Recipe by: taste.com.au
- 2 tbsp fresh lime juice
- 1 tbsp olive oil
- 1 tsp smoked paprika
- 1 garlic clove, crushed
- 2 tsp chipotle sauce
- 400g skinless firm white fish fillets
- 175g punnet mini vine sweet capsicums, halved, deseeded
2 zucchini, cut into 5mm-thick discs
- 1/2 avocado
- 1 butter lettuce, leaves separated, torn if large
8 x 28g each corn tortillas, warmed
- Fresh coriander, to serve
- Lime wedges, to serve
- Combine 1 tbs lime juice, oil, paprika, garlic and 1 tsp chipotle in a shallow dish. Add fish and turn to coat. Cover and set aside for 10 minutes to marinate.
- Preheat a chargrill pan or barbecue grill over high. Lightly spray capsicums, zucchini and fish with oil. Cook capsicums and zucchini for 2 minutes each side or until tender. Cook fish for 2 minutes each side or until golden and cooked through.

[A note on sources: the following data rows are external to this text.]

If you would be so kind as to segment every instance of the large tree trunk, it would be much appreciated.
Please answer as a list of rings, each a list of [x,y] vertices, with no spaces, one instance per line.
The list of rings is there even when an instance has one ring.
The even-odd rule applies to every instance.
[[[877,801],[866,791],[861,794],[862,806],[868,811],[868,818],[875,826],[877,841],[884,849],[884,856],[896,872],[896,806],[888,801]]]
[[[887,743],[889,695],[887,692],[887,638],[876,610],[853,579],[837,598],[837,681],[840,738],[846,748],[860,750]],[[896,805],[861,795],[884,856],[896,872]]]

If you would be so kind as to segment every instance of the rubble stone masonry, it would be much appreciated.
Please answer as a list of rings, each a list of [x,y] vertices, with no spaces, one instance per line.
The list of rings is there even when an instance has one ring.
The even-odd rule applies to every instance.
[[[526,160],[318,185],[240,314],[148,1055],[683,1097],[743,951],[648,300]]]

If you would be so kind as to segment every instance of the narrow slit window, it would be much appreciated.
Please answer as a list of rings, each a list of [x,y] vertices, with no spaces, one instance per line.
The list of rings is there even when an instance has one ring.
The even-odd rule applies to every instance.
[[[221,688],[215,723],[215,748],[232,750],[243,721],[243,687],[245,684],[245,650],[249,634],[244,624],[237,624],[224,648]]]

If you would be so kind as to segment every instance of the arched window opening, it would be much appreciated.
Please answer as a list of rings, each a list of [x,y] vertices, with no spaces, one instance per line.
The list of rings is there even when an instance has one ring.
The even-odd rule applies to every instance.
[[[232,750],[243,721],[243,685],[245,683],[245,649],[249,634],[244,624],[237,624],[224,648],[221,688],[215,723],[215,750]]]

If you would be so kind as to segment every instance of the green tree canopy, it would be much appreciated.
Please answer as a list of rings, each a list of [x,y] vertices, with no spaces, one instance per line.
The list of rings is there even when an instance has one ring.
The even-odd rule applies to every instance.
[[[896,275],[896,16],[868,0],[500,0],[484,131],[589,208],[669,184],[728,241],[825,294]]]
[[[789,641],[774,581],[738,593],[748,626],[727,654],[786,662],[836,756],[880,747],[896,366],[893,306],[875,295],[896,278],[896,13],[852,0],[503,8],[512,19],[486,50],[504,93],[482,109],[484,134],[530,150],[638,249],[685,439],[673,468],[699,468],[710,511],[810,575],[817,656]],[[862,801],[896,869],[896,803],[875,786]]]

- Meanwhile, process avocado, remaining lime juice and chipotle in a food processor until smooth. Alternatively, you can mash the avocado.
- Divide the lettuce, grilled vegetables and fish between the tortillas. Top each with a dollop of the chipotle avocado. Serve with fresh coriander and lime wedges.